I used BAbip because this is not controlled very much by the pitcher. A guy can have a low FIP but if his fielders can't catch the ball, his ERA will be high.

I used BQS/9 because a pitcher cannot control what happens after he leaves the game. Some pitchers get lucky and their bullpen bails them out. For others, it is the opposite.

I looked at all the guys who had 100+ IP last year. All data came from Baseball Reference and Stathead.
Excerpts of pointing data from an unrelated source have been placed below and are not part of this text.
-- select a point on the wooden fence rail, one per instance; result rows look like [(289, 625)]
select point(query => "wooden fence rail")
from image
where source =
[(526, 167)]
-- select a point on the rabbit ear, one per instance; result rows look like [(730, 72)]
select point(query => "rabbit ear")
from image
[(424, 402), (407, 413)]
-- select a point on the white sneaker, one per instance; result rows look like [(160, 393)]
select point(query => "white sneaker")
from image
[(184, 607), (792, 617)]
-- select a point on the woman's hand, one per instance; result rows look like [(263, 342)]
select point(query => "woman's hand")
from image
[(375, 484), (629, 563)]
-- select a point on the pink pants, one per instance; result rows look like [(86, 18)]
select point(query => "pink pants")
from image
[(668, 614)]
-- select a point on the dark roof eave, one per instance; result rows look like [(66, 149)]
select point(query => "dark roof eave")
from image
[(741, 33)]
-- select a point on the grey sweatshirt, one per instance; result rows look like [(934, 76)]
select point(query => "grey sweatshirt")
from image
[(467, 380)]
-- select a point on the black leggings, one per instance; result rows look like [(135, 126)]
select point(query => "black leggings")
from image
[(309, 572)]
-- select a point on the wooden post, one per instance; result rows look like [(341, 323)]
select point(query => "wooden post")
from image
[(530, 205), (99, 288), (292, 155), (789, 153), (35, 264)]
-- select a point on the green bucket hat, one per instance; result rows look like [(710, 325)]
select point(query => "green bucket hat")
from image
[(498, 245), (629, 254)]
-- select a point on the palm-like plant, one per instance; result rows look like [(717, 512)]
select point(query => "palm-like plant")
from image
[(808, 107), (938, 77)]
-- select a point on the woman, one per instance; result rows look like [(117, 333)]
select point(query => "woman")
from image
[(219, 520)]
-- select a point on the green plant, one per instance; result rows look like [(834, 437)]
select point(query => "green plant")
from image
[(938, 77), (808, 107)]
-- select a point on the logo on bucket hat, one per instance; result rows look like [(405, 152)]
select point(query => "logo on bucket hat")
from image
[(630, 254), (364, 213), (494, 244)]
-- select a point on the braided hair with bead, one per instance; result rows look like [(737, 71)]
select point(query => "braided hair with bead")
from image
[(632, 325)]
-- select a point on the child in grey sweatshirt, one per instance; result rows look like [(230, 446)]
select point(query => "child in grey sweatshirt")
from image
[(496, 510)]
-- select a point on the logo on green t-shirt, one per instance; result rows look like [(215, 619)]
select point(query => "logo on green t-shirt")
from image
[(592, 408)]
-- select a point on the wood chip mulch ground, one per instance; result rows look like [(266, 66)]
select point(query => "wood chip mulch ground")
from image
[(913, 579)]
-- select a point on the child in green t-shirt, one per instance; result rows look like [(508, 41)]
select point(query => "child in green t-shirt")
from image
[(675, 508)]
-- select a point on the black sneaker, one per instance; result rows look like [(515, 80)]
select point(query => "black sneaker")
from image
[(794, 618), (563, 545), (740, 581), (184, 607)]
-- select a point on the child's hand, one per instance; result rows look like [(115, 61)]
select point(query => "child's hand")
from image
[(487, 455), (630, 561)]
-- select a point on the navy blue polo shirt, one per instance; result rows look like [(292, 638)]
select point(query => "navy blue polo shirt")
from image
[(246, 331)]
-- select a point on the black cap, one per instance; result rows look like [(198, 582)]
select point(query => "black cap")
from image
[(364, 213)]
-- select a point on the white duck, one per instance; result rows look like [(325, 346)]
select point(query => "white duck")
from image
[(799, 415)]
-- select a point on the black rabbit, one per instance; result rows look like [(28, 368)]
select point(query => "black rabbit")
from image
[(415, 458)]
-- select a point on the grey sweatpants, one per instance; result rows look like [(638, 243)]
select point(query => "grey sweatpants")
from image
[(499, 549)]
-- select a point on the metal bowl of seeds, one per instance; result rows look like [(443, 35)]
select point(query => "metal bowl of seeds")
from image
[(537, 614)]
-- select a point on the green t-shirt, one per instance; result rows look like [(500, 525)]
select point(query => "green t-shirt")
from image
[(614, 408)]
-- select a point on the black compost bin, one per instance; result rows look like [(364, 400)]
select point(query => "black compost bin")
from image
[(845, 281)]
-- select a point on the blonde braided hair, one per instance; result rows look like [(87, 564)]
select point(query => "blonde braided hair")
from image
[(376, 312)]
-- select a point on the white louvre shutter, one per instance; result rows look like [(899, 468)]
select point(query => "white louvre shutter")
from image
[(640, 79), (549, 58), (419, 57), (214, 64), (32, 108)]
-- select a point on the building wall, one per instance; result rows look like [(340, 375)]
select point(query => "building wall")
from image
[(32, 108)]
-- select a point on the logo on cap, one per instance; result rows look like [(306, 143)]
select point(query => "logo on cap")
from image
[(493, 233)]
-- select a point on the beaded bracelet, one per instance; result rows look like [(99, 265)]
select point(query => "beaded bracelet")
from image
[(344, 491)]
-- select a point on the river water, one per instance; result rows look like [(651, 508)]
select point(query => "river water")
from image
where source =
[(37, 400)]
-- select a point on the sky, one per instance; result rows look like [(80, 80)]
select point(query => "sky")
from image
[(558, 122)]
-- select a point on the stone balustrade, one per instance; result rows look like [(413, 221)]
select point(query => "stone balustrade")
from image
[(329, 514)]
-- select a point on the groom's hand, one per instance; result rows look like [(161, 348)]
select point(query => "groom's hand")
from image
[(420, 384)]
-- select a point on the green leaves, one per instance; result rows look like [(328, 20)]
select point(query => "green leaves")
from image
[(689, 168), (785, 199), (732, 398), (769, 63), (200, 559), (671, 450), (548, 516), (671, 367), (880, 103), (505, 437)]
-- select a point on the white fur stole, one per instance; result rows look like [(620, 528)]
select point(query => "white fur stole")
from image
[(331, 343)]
There were 127 pitchers.

Here is the regression equation:

FIPERADIFF = .789*BQS/9 + 13.63*BAbip + 2.5*SLGDiff - 4.32

r-squared = .639, so 63.9% of the variance in the dependent variable is explained by the model.

standard error = .33

Here are the t-values for the three independent variables:
 
BQS/9)  6.7 (The p-value is < .00001)
BAbip)  11.6 (The p-value is < .00001)
SLG Diff)  5.04 (The p-value is < .00001)

The r-squared seems fairly high but it still means that 36.1% of the variation in FIPERADIFF is not explained.

The standard error seems high. I wish it was lower. The average absolute differential was about .44.

The t-values are all pretty high so each independent variable is significant. I used a website that converts t-values into p-values.

There may be some other variable that I should include. Maybe I could find the estimated FIPERADIFF for each guy and look at the 10 or so guys with the biggest differences between the estimated value and the actual (FIP - ERA). Maybe something that would be obvious to include would pop up.